Quick refresher if you landed here first: schema markup is code that tells search engines and AI tools what your content is, so they can understand it and show it off. New to all this? Start with What Is Schema Markup? A Beginner’s Guide, then come back.
These three are the fun ones. Where some schema types work quietly in the background, these can put your event dates, a video thumbnail, or a recipe card with star ratings right on the search results page. Here’s when to use each, the rules that trip people up, and copy-paste prompts to build them.
Why These Three Are Different
Most of the schema markup in this series describes your business. Organization and LocalBusiness say who and where you are. Service and Product say what you sell. Event, Video, and Recipe are content-specific, which means they describe a particular thing you’ve published, not your business as a whole.
That changes how you decide whether to use them. You don’t need all three. You add the one that matches what you actually put on your site. Host workshops? Event. Publish videos? Video. Share recipes? Recipe. If you don’t do one of those things, you skip that type and move on, guilt-free.
Here’s the part worth getting excited about. All three still earn rich results in 2026, even as Google has trimmed the list (FAQ rich results were retired in May 2026, and the old HowTo result is long gone). These three survived the cuts, which tells you Google still finds them useful. And they all sit atop the foundation you’ve already built. Your Organization or LocalBusiness block stays exactly as it is. These new blocks just describe the specific events, videos, or recipes on their own pages.
First, Check What Your Website Already Does
Before you generate a single line of code, find out what your site is already doing on its own. This is the step people skip, and skipping it either wastes your afternoon or creates a real mess.

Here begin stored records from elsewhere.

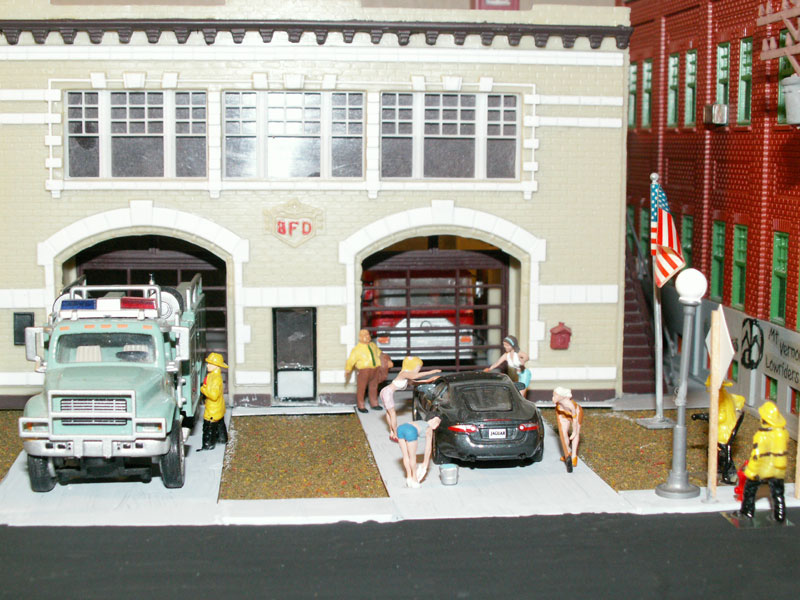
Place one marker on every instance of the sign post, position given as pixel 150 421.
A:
pixel 720 350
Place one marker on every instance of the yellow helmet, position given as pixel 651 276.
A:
pixel 215 358
pixel 771 415
pixel 411 362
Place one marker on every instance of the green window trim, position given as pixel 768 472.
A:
pixel 687 233
pixel 785 69
pixel 673 79
pixel 647 92
pixel 723 72
pixel 717 260
pixel 739 274
pixel 632 82
pixel 744 96
pixel 780 267
pixel 690 90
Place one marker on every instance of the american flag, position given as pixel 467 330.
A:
pixel 664 243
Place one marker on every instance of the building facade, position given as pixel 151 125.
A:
pixel 282 148
pixel 708 114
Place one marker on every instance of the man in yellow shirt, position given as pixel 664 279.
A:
pixel 372 367
pixel 214 416
pixel 767 463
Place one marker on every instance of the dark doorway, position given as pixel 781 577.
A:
pixel 134 259
pixel 295 349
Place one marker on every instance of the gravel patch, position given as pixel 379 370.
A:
pixel 629 457
pixel 310 456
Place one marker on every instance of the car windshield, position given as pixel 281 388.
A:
pixel 105 348
pixel 486 398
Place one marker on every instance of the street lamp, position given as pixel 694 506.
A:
pixel 691 285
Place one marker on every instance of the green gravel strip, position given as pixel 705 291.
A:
pixel 629 457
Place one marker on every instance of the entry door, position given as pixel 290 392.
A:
pixel 295 351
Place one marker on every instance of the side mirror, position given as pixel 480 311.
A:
pixel 33 337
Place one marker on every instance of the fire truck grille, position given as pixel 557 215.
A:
pixel 94 404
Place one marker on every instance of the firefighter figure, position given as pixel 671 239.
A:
pixel 214 416
pixel 767 463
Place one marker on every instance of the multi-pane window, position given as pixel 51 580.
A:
pixel 723 72
pixel 739 274
pixel 717 260
pixel 673 80
pixel 745 81
pixel 136 134
pixel 284 135
pixel 687 233
pixel 785 69
pixel 690 90
pixel 448 135
pixel 780 269
pixel 632 81
pixel 647 91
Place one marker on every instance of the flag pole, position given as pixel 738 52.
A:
pixel 658 421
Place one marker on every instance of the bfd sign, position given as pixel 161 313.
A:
pixel 293 227
pixel 293 222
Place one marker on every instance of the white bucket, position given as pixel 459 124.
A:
pixel 448 474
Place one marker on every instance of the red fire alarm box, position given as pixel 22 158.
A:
pixel 559 337
pixel 496 4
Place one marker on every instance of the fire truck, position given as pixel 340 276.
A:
pixel 122 370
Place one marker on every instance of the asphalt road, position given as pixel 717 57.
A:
pixel 570 556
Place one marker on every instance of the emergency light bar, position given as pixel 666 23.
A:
pixel 127 306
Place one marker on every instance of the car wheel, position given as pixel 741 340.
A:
pixel 41 473
pixel 173 463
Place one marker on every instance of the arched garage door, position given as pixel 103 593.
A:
pixel 134 259
pixel 446 306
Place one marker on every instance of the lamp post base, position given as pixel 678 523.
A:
pixel 677 491
pixel 656 423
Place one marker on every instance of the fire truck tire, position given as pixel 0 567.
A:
pixel 173 463
pixel 43 479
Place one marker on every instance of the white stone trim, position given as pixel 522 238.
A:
pixel 9 379
pixel 29 118
pixel 580 100
pixel 277 51
pixel 442 213
pixel 574 374
pixel 264 297
pixel 30 95
pixel 142 213
pixel 578 294
pixel 16 299
pixel 333 377
pixel 253 377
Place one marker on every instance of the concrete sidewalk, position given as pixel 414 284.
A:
pixel 543 488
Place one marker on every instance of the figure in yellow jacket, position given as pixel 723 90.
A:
pixel 767 462
pixel 214 416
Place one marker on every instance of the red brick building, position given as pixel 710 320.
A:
pixel 733 183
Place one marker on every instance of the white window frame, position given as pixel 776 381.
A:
pixel 262 135
pixel 105 134
pixel 480 136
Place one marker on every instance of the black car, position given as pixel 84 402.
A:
pixel 484 417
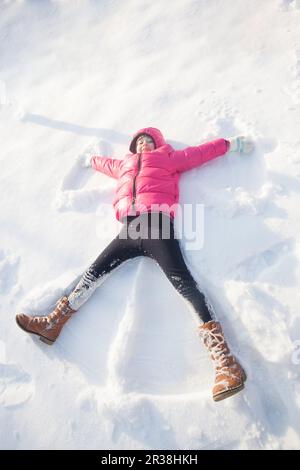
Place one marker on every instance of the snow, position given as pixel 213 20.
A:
pixel 129 371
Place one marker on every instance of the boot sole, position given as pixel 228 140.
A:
pixel 41 338
pixel 228 393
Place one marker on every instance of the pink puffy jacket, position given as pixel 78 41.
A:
pixel 148 180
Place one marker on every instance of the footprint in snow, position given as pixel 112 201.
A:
pixel 16 386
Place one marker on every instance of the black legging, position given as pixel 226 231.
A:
pixel 149 235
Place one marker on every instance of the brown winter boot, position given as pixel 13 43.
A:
pixel 230 376
pixel 47 327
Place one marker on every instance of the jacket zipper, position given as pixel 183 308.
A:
pixel 133 183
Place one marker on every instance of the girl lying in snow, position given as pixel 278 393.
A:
pixel 147 178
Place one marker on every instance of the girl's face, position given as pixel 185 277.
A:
pixel 144 144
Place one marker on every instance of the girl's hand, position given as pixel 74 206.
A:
pixel 241 144
pixel 84 160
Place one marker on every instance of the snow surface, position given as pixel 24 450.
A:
pixel 128 371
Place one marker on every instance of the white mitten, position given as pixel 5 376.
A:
pixel 84 160
pixel 241 144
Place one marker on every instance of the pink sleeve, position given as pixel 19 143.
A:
pixel 108 166
pixel 191 157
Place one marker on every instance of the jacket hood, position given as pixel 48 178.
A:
pixel 152 132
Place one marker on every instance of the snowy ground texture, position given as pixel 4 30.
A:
pixel 129 372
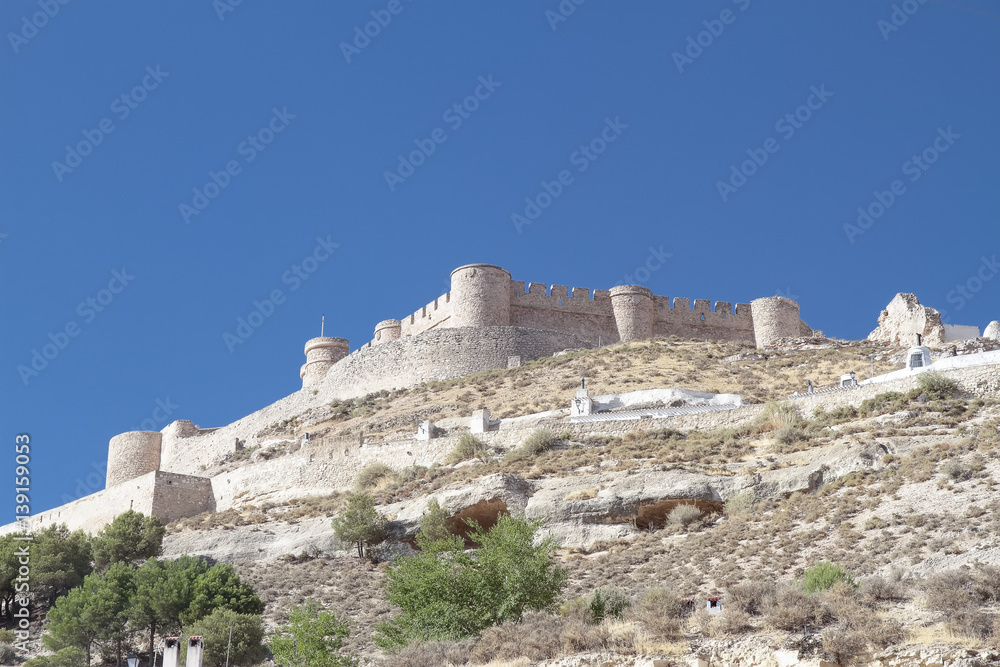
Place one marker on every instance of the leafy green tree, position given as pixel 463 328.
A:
pixel 220 588
pixel 60 559
pixel 67 657
pixel 131 538
pixel 247 646
pixel 434 523
pixel 360 524
pixel 164 591
pixel 96 612
pixel 446 593
pixel 312 638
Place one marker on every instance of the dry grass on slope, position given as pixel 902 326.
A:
pixel 550 383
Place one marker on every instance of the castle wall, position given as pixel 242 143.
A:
pixel 132 454
pixel 164 495
pixel 439 354
pixel 433 315
pixel 177 496
pixel 775 317
pixel 574 311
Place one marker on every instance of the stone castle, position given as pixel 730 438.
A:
pixel 486 321
pixel 486 306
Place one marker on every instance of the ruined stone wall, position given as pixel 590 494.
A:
pixel 435 314
pixel 440 354
pixel 775 317
pixel 177 496
pixel 164 495
pixel 132 454
pixel 592 318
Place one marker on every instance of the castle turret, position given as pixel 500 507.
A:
pixel 480 296
pixel 775 317
pixel 132 454
pixel 634 311
pixel 387 330
pixel 321 353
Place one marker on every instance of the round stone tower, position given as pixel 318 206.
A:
pixel 132 454
pixel 774 317
pixel 634 311
pixel 480 296
pixel 387 330
pixel 321 353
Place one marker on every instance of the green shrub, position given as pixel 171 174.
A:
pixel 776 415
pixel 360 525
pixel 880 404
pixel 742 504
pixel 434 523
pixel 823 576
pixel 372 475
pixel 661 612
pixel 936 386
pixel 790 434
pixel 956 471
pixel 245 632
pixel 468 447
pixel 607 602
pixel 683 515
pixel 540 441
pixel 446 593
pixel 313 637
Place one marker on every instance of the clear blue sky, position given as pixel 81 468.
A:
pixel 267 90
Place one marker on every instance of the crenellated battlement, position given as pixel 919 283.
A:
pixel 430 316
pixel 485 295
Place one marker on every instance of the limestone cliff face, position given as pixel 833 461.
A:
pixel 905 317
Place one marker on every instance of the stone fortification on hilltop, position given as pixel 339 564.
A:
pixel 487 321
pixel 904 318
pixel 484 297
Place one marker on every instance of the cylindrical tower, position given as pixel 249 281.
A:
pixel 634 311
pixel 321 353
pixel 480 296
pixel 387 330
pixel 774 317
pixel 132 454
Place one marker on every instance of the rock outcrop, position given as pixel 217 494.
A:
pixel 992 331
pixel 903 318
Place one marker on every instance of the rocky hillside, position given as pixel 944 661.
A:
pixel 898 492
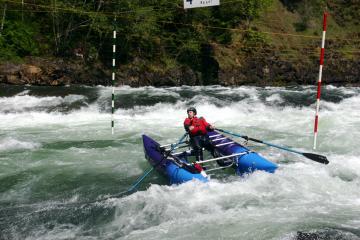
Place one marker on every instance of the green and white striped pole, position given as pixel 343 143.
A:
pixel 113 79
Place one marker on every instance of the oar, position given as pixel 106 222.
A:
pixel 312 156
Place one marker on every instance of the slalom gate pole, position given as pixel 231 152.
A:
pixel 113 79
pixel 322 52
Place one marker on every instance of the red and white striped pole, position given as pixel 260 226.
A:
pixel 322 52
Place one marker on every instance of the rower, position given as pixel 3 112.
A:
pixel 197 129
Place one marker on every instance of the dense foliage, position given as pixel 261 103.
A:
pixel 146 29
pixel 160 32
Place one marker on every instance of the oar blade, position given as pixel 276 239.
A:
pixel 316 157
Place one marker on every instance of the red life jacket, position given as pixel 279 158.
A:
pixel 200 126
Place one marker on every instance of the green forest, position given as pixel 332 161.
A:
pixel 161 35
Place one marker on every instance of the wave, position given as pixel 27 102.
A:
pixel 10 144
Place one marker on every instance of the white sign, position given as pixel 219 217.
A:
pixel 200 3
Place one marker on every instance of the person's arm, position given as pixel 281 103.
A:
pixel 207 125
pixel 187 125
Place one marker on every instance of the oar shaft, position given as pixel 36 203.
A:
pixel 312 156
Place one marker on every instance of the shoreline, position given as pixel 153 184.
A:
pixel 61 72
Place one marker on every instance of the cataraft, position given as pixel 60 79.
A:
pixel 227 153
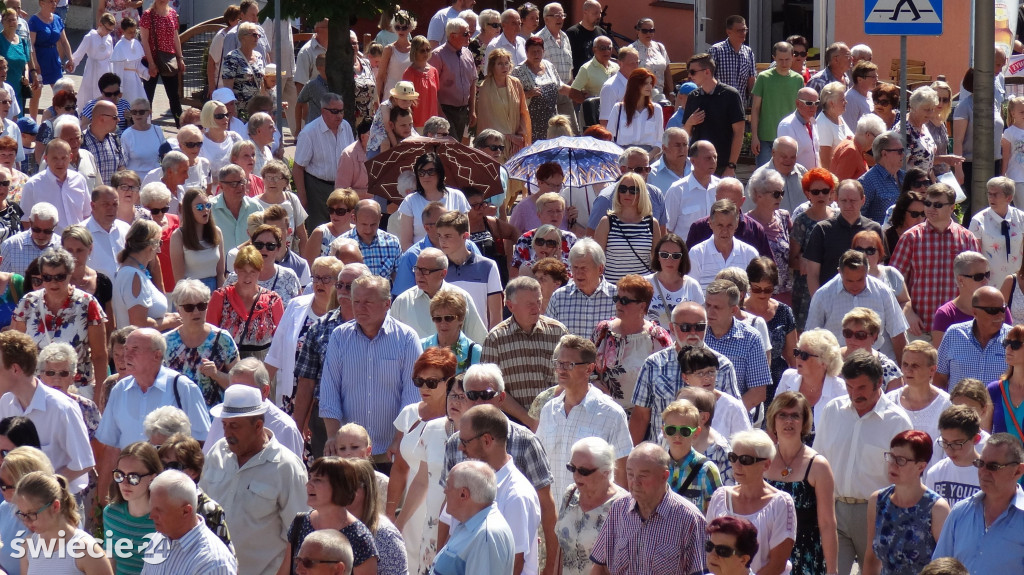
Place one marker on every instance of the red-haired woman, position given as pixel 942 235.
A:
pixel 818 185
pixel 637 121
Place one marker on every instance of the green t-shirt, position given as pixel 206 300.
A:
pixel 778 99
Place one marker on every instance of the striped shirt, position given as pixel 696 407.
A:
pixel 628 248
pixel 628 543
pixel 198 551
pixel 523 356
pixel 373 398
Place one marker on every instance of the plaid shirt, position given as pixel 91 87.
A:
pixel 734 68
pixel 523 356
pixel 18 251
pixel 109 153
pixel 671 541
pixel 579 312
pixel 559 55
pixel 742 345
pixel 526 450
pixel 925 257
pixel 381 256
pixel 961 354
pixel 660 378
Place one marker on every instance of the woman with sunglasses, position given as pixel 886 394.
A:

Some website builders generate a few of these types automatically:
- Squarespace creates schema for blog posts, products, events, and your business info. It does not create Recipe schema.
- Wix creates schema for blog posts, Wix Stores products, Wix Events, and Wix Bookings services. It does not create Recipe schema.
- Shopify creates Product, Organization, and breadcrumb schema. Videos, articles, and events need a theme edit or an app.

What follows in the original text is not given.